The excitation light coupler 211 couples the excitation light demultiplexed in the optical demultiplexer 122 and the excitation light output from an excitation light source 150. The excitation light coupled in the excitation light coupler 211 is output to an optical multiplexer 111. The excitation light coupler 211 is, for example, an optical directional coupler or a polarization synthesis coupler, which is not limited thereto. The optical multiplexer 111 multiplexes the excitation light coupled in the excitation light coupler 211 and the signal light, and outputs multiplexed light to a multi-core EDF 101. The excitation light coupler 211 can be referred to as an excitation light coupling means for coupling the excitation light demultiplexed in the optical demultiplexer 122 and the excitation light output from the excitation light source 150.

In the operation of the multi-core fiber amplifier 200, the optical demultiplexer 122 and the excitation light coupler 211 are not essential. However, the multi-core fiber amplifier 200 can efficiently use the excitation light by including the optical demultiplexer 122 and the excitation light coupler 211. The reason is that, by inputting the excitation light (residual excitation light) output from the multi-core EDF 102 to the multi-core EDF 101 again, the excitation light can be reused (recycled).

Third Example Embodiment

FIG. 6 is a diagram illustrating a configuration example of a multi-core fiber amplifier 300. The multi-core fiber amplifier 300 is different from the multi-core fiber amplifier 100 in a point that the multi-core fiber amplifier 300 has a configuration for amplifying third signal light being signal light in a third wavelength band. The third wavelength band is, for example, an S-band. Specifically, the multi-core fiber amplifier 300 includes a multi-core EDF 103 and an optical demultiplexer 123.

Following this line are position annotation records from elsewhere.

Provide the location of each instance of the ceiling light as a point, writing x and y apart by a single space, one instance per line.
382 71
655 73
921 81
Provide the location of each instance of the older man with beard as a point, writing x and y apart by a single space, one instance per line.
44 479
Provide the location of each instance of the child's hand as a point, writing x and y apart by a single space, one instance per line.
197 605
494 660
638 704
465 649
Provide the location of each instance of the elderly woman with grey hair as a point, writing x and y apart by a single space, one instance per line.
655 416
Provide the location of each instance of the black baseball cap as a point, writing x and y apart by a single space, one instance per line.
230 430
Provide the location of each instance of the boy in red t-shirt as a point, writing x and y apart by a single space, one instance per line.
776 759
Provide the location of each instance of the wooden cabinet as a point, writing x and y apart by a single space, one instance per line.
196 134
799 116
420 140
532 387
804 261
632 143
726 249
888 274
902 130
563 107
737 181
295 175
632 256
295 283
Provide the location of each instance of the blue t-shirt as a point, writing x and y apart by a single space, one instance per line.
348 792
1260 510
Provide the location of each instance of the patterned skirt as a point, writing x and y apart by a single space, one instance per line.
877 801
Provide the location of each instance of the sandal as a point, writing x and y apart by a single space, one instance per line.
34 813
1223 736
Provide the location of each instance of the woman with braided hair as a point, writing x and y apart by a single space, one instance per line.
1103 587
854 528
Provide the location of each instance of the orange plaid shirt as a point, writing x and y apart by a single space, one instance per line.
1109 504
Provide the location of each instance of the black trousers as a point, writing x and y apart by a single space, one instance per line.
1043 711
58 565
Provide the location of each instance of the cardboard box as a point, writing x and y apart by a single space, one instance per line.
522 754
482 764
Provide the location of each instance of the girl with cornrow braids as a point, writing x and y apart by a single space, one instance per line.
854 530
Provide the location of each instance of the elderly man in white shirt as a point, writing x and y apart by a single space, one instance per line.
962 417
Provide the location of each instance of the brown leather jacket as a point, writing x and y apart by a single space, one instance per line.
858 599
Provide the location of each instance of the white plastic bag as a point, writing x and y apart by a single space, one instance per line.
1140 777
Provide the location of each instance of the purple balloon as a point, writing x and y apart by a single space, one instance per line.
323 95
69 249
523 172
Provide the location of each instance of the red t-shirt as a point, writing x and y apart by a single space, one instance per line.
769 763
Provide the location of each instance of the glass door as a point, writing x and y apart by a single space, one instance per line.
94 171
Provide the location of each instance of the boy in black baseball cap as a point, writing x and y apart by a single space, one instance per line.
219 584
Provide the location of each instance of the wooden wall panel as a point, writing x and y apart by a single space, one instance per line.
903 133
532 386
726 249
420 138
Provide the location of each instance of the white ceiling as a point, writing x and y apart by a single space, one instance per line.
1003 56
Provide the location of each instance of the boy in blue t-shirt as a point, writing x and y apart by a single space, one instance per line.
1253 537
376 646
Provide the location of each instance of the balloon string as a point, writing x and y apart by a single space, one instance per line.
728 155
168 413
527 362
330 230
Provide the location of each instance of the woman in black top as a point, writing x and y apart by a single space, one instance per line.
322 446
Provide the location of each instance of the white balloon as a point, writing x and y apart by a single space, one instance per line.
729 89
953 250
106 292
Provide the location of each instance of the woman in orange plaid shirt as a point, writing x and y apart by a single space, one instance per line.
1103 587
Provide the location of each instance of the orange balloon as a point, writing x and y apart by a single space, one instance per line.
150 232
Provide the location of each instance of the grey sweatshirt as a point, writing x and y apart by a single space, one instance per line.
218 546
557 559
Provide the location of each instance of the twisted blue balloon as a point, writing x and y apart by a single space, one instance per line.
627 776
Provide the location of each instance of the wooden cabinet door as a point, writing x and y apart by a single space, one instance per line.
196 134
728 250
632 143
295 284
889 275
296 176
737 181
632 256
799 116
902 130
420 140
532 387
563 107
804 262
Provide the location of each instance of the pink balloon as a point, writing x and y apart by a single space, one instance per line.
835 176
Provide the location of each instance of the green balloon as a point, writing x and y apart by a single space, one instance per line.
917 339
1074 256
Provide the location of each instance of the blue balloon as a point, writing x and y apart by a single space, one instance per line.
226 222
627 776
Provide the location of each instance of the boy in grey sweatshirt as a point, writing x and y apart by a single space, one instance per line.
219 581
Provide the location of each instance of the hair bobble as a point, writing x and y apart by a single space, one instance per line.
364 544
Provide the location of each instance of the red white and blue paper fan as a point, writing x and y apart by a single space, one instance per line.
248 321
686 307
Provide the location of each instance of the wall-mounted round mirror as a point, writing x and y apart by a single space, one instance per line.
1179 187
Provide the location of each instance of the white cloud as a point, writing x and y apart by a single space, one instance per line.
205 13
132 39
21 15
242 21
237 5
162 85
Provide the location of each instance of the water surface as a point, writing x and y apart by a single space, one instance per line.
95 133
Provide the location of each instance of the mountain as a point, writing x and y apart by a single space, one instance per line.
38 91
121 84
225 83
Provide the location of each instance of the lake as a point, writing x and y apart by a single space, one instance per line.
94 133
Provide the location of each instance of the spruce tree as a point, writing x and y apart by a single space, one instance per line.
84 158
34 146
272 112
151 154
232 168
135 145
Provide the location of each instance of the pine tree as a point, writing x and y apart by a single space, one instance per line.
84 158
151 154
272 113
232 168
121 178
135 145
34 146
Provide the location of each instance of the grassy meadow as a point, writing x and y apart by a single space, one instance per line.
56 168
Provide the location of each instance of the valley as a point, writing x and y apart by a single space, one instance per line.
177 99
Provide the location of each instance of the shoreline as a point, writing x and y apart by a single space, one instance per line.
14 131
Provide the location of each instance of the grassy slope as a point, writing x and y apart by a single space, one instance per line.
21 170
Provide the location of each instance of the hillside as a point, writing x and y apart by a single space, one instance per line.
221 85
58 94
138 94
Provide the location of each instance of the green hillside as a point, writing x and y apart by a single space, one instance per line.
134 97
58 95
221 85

The multi-core EDF 103 and the optical demultiplexer 123 are disposed in series between an optical multiplexer 111 and a multi-core EDF 101. The multi-core EDF 103 is disposed between the optical multiplexer 111 and the optical demultiplexer 123, and the optical demultiplexer 123 is disposed between the multi-core EDF 103 and the multi-core EDF 101.

Excitation light and signal light are input to the optical multiplexer 111. The excitation light is, for example, light having a single wavelength in a band of 0.98 μm. In the present example embodiment, the signal light is light in which first signal light, second signal light, and the third signal light are wavelength-multiplexed. The optical multiplexer 111 couples the excitation light and the signal light, and inputs coupled light to the multi-core EDF 103. The excitation light may be generated in an excitation light source 150.

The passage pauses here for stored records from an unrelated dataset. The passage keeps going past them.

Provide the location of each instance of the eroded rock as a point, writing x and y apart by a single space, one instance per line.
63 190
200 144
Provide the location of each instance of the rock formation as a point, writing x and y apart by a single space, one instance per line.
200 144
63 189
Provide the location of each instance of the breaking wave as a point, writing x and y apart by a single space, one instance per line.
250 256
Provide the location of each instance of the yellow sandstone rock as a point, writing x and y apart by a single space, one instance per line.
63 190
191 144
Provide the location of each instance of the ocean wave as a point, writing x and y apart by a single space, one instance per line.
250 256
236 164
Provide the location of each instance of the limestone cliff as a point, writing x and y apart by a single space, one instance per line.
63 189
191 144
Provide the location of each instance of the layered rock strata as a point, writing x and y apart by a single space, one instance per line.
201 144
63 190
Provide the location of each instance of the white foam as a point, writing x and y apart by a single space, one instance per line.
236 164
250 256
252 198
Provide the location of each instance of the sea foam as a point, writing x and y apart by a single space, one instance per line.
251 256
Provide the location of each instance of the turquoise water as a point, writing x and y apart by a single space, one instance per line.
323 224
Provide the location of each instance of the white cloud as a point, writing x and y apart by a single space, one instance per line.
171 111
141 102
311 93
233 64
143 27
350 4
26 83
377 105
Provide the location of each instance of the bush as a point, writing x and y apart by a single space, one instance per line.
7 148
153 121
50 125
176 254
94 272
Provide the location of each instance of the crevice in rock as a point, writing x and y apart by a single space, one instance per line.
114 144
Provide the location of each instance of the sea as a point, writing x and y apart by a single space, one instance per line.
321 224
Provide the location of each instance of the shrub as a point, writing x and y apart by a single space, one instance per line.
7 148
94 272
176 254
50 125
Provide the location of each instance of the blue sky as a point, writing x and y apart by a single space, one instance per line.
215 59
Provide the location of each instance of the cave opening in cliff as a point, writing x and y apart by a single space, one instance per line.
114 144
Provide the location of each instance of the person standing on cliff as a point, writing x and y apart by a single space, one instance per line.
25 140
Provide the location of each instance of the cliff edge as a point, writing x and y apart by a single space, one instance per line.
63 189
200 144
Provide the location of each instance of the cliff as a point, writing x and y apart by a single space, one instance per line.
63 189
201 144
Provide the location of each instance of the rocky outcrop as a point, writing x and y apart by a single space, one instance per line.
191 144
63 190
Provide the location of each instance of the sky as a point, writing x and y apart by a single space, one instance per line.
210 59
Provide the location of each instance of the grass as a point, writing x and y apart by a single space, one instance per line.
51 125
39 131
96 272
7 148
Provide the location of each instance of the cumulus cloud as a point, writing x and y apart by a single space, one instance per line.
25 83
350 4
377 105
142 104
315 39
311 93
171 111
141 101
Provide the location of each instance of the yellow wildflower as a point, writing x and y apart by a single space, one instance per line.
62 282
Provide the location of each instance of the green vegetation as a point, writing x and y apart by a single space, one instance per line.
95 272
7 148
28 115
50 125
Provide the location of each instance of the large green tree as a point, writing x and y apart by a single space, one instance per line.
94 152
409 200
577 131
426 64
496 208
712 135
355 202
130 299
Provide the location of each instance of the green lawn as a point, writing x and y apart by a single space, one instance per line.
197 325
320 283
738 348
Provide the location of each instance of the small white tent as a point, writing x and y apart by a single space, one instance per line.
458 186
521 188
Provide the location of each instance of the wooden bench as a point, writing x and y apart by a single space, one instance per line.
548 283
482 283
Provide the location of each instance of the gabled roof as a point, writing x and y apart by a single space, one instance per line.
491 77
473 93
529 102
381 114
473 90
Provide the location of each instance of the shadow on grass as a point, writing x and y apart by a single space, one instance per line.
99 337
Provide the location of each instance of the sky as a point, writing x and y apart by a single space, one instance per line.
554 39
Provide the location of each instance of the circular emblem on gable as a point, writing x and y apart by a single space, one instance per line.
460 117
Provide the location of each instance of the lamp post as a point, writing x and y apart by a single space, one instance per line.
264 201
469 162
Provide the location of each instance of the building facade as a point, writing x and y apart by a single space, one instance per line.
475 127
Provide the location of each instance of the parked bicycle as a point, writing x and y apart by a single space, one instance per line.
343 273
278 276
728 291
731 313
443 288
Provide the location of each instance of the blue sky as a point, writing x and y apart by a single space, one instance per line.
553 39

The multi-core EDF 103 is an amplification medium, and amplifies input light by the excitation light. The multi-core EDF 103 illustrated in FIG. 6 is an MC-EDF in which erbium is added to each core of a multi-core fiber, and is disposed on a prior stage of the multi-core EDF 101. The multi-core EDF 103 can be referred to as a third amplification means having a function of amplifying the signal light by the excitation light. The multi-core EDF 103 mainly amplifies the third signal light. An absorption rate of the excitation light in the multi-core EDF 103 may be equal to or less than an absorption rate of the excitation light in the multi-core EDF 101. By not setting an absorption rate of the excitation light of the MC-EDF (multi-core EDF 103) on a prior stage high (for example, the absorption rate is set equal to or less than an absorption rate of the excitation light of the MC-EDF on a subsequent stage), excitation light power being input to the multi-core EDF 101 and a multi-core EDF 102 on a subsequent stage can be increased.

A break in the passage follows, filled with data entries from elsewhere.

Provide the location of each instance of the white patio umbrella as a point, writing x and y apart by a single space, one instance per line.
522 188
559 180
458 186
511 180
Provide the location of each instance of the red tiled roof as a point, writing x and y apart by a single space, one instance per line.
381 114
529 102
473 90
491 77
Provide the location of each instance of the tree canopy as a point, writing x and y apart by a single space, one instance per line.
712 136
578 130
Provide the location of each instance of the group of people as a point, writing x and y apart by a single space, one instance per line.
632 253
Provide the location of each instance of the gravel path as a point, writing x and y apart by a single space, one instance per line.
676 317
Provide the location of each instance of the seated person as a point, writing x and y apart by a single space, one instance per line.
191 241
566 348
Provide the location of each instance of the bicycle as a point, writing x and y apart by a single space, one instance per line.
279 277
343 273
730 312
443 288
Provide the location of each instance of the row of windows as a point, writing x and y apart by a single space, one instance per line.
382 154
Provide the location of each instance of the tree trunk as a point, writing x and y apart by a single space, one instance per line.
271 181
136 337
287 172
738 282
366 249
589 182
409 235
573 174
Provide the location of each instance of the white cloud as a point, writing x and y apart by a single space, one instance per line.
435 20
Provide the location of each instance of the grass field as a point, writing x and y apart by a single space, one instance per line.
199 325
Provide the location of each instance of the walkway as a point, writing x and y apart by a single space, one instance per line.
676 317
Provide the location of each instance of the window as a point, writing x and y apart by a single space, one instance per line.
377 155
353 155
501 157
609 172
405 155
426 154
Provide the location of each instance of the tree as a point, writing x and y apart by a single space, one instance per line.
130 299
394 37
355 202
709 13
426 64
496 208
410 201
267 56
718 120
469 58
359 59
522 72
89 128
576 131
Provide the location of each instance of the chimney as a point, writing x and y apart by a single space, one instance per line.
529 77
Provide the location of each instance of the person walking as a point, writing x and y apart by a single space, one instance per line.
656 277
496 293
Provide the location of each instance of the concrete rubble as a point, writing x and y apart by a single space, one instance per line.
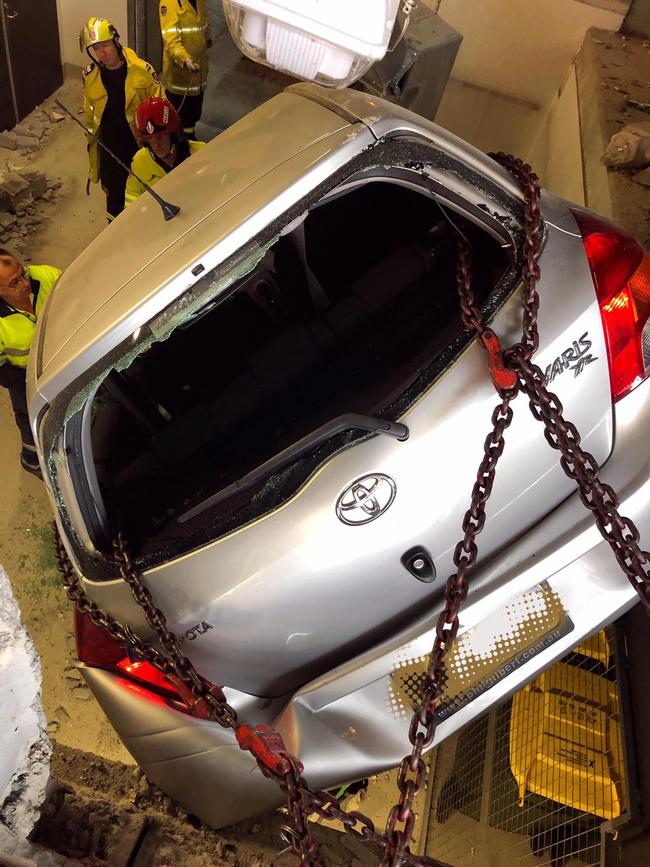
22 187
25 757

The optical demultiplexer 123 is disposed between the multi-core EDF 103 and the multi-core EDF 101. The light output from the multi-core EDF 103 is input to the optical demultiplexer 123. The optical demultiplexer 123 demultiplexes the input light into two light beams. One of the demultiplexed light beams includes the first signal light, the second signal light, and the excitation light. The other demultiplexed light beam includes the third signal light. One of the demultiplexed light beams is output to the multi-core EDF 101. The other demultiplexed light beam is output to an optical multiplexer 112. As the optical demultiplexer 123, an optical filter that passes the excitation light, the first signal light, and the second signal light and reflects the third signal light can be used. The optical filter may be an optical band-pass filter. Further, a wavelength band passed through the optical filter and a wavelength band reflected by the optical filter may be opposite. The optical demultiplexer 123 can be referred to as a third optical demultiplexing means for demultiplexing the light output from the multi-core EDF 103 into the “light including the first signal light, the second signal light, and the excitation light” and the “third signal light included in the signal light”. Note that a configuration and a function of a subsequent stage of the multi-core EDF 101 are similar to those in the first example embodiment, and thus the description will be omitted.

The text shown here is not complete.